6 commentaires à propos de “#L10 I Mystères brisés”

  1. parfait : “Elle vit le présent de la bidoche, l’observe. Résurrection par le feu et la chair à dévorer,” et le reste itou (j’aime aussi la connaissance du sens des grains du rosaire ou chapelet (m’a rajeunie)

  2. WOW ! Quelle claque !!! C’est très prenant, le rythme, les mots, les souvenirs, les images, les superpositions… Impressionnant de “clarté” : on voit tout, on ressent tout, on comprend tout…

    • Bon, je suis tout retourné par ton commentaire, surtout après avoir déjà accueilli celui de Brigitte, ça fait tout fort au palpitant. Que d’émotions, et le retour de la volonté de retrouver le temps de m’investir dans l’atelier. je t’embrasse!!!!!!!!!!!

  3. Bonjour Brigitte! Merci pour ton retour… je te fais un aveu : hier soir j’ai tenu en main ce chapelet, je n’ai jamais suivi de cours de religion… du coup je ne savais pas le “pourquoi” de tel nombre de perles, de tel espace. Pas le mode d’emploi. J’ai donc appris l’architecture de cet objet, c’est très intéressant… j’ai été fasciné par les pauses autour des “mystères”. J’explore un monde en expansion. Je t’embrasse fort!

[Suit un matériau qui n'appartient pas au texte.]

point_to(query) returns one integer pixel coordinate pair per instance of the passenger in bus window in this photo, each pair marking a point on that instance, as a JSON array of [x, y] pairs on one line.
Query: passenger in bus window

  4. Oh oui c’est très bon, la percussion douloureuse des différentes époques, le dégoût en métonymie : la bidoche, c’est magnifique.

  5. Aaaaaaaaahhhhh, cher amigo, quel plaisir! Ça déroule enfin à nouveau dans la caboche… je tente de jouer sur les espaces, le proche / loin, la temporalité. Vu que nous “amassons”, je répète en variations, je rectifie lentement le cap. Puis j’ancre – comme je peux – dans le réel cet univers irréel (surréel?). Merci en tout cas, tout cela devient tellement ramifié, complexe, que j’avance tout doucement. Et je garde beaucoup de matière sous le coude. Ici c’est le plein brouillon. Je ne veux pas trop recoucher au style étrange et décalé, c’est comme ça que je ressens la vie. Mais par contre, il va falloir synthétiser, partir dans l’expansion de certains détails, etc. Je t’embrasse camarade!